Comparison of the multiplex endpoint RT-PCR and RT-qPCR assays for protocol 1 (P1). The bottom axis identifies the samples. The band sizes obtained for each of the sample replicate are shown as bars. The values on the top of the graph provide both the C_q value measured for each sample replicate in the TBP RT-qPCR assay and the mean C_q value.

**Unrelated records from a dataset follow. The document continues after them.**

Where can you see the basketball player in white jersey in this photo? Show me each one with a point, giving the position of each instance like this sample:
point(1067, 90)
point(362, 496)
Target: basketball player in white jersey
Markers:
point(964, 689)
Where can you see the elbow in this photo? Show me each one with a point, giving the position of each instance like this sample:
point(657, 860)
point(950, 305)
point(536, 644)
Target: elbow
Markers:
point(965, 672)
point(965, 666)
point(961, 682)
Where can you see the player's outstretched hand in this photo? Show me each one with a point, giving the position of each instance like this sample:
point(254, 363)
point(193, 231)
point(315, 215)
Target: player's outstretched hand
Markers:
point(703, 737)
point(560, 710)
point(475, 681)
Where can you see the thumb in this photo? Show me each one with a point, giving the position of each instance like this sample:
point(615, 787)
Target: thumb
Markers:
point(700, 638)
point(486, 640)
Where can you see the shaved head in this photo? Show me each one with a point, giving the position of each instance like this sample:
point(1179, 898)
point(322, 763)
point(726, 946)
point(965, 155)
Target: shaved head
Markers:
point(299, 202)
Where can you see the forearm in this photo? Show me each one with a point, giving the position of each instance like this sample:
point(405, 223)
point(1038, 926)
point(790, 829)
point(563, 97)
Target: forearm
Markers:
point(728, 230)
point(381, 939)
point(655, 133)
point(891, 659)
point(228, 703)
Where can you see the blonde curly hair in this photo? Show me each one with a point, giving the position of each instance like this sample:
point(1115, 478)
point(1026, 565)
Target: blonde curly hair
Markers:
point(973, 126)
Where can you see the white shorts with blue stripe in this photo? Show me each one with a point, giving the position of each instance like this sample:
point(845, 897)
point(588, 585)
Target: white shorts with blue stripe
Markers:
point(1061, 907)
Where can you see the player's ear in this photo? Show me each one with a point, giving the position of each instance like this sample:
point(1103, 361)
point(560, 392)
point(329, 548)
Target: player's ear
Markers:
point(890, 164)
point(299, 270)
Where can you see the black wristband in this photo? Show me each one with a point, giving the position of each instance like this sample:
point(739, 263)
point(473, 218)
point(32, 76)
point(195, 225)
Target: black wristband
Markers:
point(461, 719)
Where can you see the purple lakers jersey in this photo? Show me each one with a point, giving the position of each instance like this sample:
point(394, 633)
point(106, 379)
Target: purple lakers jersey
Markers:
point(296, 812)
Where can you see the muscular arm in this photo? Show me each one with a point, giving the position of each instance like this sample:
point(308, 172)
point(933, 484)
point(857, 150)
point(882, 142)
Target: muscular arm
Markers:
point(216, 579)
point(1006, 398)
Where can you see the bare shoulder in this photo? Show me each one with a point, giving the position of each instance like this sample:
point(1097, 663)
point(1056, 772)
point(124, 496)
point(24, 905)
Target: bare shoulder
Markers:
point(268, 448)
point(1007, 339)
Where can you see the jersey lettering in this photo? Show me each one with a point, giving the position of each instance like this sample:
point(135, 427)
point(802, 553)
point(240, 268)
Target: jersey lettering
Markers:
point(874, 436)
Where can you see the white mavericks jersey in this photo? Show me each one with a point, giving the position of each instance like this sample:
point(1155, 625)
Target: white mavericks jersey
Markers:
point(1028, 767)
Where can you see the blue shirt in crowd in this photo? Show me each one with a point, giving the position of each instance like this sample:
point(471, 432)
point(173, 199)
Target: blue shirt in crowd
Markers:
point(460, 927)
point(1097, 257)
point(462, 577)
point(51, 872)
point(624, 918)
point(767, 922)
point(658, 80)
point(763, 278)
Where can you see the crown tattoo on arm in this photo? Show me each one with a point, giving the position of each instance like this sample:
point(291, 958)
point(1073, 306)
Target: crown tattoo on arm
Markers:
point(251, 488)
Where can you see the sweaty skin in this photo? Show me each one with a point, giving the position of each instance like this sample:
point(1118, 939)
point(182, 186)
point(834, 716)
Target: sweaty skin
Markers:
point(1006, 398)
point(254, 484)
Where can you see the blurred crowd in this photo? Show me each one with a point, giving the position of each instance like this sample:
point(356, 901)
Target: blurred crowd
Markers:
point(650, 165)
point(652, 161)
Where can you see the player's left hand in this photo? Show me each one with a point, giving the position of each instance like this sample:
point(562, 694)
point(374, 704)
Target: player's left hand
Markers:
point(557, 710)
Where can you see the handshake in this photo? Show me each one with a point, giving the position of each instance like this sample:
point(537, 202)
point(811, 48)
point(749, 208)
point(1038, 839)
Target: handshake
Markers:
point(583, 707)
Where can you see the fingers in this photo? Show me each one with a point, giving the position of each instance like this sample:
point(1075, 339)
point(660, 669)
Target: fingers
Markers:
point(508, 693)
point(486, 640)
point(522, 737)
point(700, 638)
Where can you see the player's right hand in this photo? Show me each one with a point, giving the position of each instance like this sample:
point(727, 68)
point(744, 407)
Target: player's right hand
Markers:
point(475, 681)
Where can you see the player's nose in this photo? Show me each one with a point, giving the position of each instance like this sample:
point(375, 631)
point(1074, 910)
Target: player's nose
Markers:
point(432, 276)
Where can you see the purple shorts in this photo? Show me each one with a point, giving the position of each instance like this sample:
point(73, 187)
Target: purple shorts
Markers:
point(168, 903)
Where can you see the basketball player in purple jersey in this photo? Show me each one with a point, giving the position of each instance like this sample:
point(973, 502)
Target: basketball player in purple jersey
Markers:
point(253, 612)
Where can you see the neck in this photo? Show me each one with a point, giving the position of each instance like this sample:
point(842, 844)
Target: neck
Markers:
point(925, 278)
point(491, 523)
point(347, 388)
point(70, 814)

Symbols are as follows: * indicates a standard deviation between replicates that is greater than 0.5; ** one out of two replicates amplified.

Figure 5

Comparison of the multiplex endpoint RT-PCR and RT-qPCR assays for protocol 2 (P2). The bottom axis identifies the samples. The band sizes obtained for each of the sample replicate are shown as bars. The values on the top of the graph provide both the C_q value measured for each sample replicate in the TBP RT-qPCR assay and the mean C_q value. Samples labelled with a * symbol indicate a standard deviation between replicates that is greater than 0.5.

Figure 6

Spearman correlation between fragment size in the multiplex endpoint RT-PCR assay and the appropriate C_q value obtained in the RT-qPCR assay. The x-axis shows the fragment size and the y-axis shows the C_q value. Panel A corresponds to protocol 1 (P1) and Panel B corresponds to protocol 2 (P2).